Larry David, PhD
Cataracts result from opacification of the normally clear lens of the eye. Since cataracts are a leading cause of blindness, studies determining the cause of cataract are an active area of vision research. Our interest is in the changes occurring in the structural proteins of the lens when cataracts form. These structural proteins are called crystallins. Crystallins are some of the oldest proteins found in the body, since those found in the center of our lenses were synthesized before birth and remain with us for our entire lives. Due to their age, these proteins undergo extensive modifications, including cleavage, deamidation, racemization, isomerization, and oxidation. The challenge in this research is to distinguish between normal age-related modifications and unique modifications causing cataract. To make this distinction, my group analyzes the structure of crystallins using mass spectrometry. Measurement of the molecular mass of the crystallins and their peptides allows an unambiguous identification of their modifications. Once the modifications unique to crystallins from cataractous lenses are known, it will be possible to model how the alterations cause these proteins to aggregate and cause cataract. This information will be used to help develop agents to slow cataract formation.
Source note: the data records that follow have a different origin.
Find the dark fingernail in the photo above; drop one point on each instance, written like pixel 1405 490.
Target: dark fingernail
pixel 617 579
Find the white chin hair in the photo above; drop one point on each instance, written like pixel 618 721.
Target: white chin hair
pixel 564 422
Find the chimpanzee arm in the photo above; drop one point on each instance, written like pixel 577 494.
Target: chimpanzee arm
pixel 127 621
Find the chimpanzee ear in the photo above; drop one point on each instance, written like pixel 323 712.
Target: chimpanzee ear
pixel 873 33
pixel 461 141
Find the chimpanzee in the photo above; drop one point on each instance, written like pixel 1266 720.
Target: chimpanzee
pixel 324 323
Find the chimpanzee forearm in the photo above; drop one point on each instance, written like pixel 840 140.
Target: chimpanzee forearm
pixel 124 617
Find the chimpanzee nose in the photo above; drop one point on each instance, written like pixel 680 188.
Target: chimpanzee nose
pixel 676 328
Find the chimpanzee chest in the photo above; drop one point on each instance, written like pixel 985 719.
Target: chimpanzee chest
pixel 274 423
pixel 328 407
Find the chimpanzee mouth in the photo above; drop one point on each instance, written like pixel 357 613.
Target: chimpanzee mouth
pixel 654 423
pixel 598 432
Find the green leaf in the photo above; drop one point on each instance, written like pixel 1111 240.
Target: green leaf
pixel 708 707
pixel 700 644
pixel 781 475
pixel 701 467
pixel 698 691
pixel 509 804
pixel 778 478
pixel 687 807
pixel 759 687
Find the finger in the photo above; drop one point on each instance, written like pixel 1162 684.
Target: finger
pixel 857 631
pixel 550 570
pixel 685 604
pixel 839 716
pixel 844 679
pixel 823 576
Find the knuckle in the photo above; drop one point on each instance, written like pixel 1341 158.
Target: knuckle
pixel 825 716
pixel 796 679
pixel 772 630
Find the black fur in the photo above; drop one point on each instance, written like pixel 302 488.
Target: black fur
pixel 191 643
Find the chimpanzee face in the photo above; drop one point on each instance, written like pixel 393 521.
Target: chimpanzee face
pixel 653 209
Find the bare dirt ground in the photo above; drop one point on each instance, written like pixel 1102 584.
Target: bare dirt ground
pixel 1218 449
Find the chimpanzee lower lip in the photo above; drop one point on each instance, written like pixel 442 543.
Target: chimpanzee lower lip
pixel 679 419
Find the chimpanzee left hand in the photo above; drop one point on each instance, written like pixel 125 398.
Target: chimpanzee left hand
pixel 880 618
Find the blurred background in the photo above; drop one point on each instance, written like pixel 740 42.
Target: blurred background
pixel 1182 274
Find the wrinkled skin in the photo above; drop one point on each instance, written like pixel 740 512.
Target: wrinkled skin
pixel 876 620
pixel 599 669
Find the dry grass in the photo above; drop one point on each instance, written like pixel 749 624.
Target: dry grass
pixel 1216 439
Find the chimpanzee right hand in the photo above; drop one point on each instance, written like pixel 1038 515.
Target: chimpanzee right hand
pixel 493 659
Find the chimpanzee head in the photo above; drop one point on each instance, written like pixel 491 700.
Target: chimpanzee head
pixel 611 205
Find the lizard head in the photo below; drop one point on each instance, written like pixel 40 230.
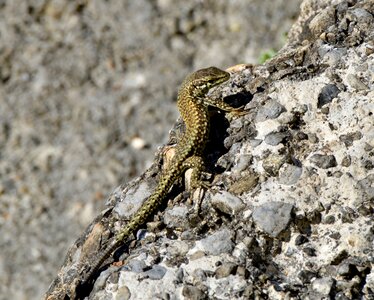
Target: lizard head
pixel 203 80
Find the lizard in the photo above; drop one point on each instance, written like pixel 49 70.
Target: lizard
pixel 193 106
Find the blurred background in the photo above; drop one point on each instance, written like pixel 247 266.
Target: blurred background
pixel 87 93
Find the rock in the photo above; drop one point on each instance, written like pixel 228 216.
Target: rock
pixel 326 95
pixel 271 110
pixel 323 285
pixel 274 138
pixel 227 203
pixel 225 270
pixel 156 273
pixel 324 161
pixel 217 243
pixel 273 217
pixel 289 174
pixel 176 217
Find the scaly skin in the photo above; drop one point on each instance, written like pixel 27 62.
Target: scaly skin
pixel 193 106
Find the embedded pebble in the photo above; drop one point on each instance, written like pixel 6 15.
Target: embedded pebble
pixel 289 174
pixel 227 203
pixel 273 217
pixel 217 243
pixel 176 217
pixel 274 138
pixel 323 285
pixel 327 94
pixel 156 273
pixel 324 161
pixel 271 110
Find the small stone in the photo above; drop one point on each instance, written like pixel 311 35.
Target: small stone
pixel 300 136
pixel 323 285
pixel 273 163
pixel 225 270
pixel 271 110
pixel 137 266
pixel 273 217
pixel 275 138
pixel 217 243
pixel 123 293
pixel 346 161
pixel 193 293
pixel 309 251
pixel 356 83
pixel 348 139
pixel 176 217
pixel 327 94
pixel 289 174
pixel 227 203
pixel 244 184
pixel 313 138
pixel 330 219
pixel 301 239
pixel 306 276
pixel 156 273
pixel 324 161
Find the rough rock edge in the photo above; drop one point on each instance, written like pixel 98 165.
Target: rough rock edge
pixel 321 25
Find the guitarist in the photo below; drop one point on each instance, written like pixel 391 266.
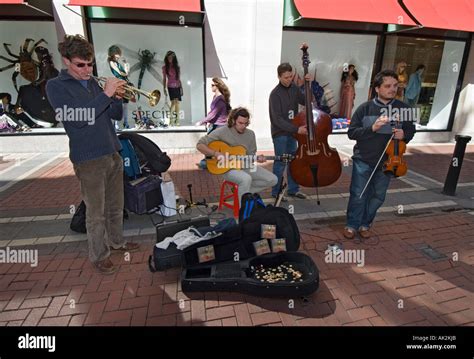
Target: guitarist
pixel 253 180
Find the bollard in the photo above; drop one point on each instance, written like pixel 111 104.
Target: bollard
pixel 455 167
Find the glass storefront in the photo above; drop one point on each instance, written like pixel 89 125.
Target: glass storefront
pixel 331 54
pixel 143 48
pixel 428 70
pixel 430 89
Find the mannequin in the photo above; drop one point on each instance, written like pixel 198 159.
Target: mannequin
pixel 412 91
pixel 348 80
pixel 402 79
pixel 172 85
pixel 120 69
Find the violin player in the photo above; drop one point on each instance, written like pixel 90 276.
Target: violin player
pixel 371 127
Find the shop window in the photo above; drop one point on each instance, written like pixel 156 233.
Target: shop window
pixel 331 54
pixel 28 106
pixel 143 48
pixel 431 91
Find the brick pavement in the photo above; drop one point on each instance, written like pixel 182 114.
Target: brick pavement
pixel 397 285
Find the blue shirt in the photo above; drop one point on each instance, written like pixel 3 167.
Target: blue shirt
pixel 86 113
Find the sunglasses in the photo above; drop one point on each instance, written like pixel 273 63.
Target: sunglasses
pixel 83 64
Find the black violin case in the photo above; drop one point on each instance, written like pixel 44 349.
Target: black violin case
pixel 233 262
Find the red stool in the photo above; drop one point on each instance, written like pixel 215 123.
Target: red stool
pixel 234 195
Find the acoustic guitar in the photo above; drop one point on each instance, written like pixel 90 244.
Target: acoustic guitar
pixel 235 158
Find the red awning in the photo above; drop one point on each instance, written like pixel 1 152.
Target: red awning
pixel 171 5
pixel 379 11
pixel 443 14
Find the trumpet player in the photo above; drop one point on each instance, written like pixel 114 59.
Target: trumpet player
pixel 86 110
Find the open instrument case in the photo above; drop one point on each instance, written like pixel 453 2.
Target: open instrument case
pixel 233 262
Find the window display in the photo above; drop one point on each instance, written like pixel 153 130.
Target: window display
pixel 146 49
pixel 28 60
pixel 334 54
pixel 428 71
pixel 348 80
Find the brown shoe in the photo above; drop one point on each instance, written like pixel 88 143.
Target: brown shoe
pixel 105 266
pixel 364 233
pixel 127 247
pixel 348 233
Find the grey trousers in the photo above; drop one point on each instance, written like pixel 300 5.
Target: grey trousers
pixel 101 182
pixel 253 181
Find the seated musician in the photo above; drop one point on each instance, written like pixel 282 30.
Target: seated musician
pixel 254 179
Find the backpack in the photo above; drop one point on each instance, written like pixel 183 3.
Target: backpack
pixel 149 154
pixel 250 203
pixel 131 165
pixel 78 221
Current methodologies include probing changes in crystallin structure by measuring hydrogen/deuterium exchange rates; high-resolution data-independent tandem massspectrometry to detect deamidation, isomerization, and racemization at asparticacid and asparagine residues; mapping of non-native disulfide bonds; and quantitative analysis of protein aggregates in lens using stable isotope labeled crystallin standards. Our laboratory is also affiliated and next door to the university wide proteomics shared resource that is equipped with Orbitrap Fusion and Q-Exactive HF mass spectrometers. This facility is partially supported by NIH Vision and Cancer core grants and provides a fertile training ground for students interested in proteomics research.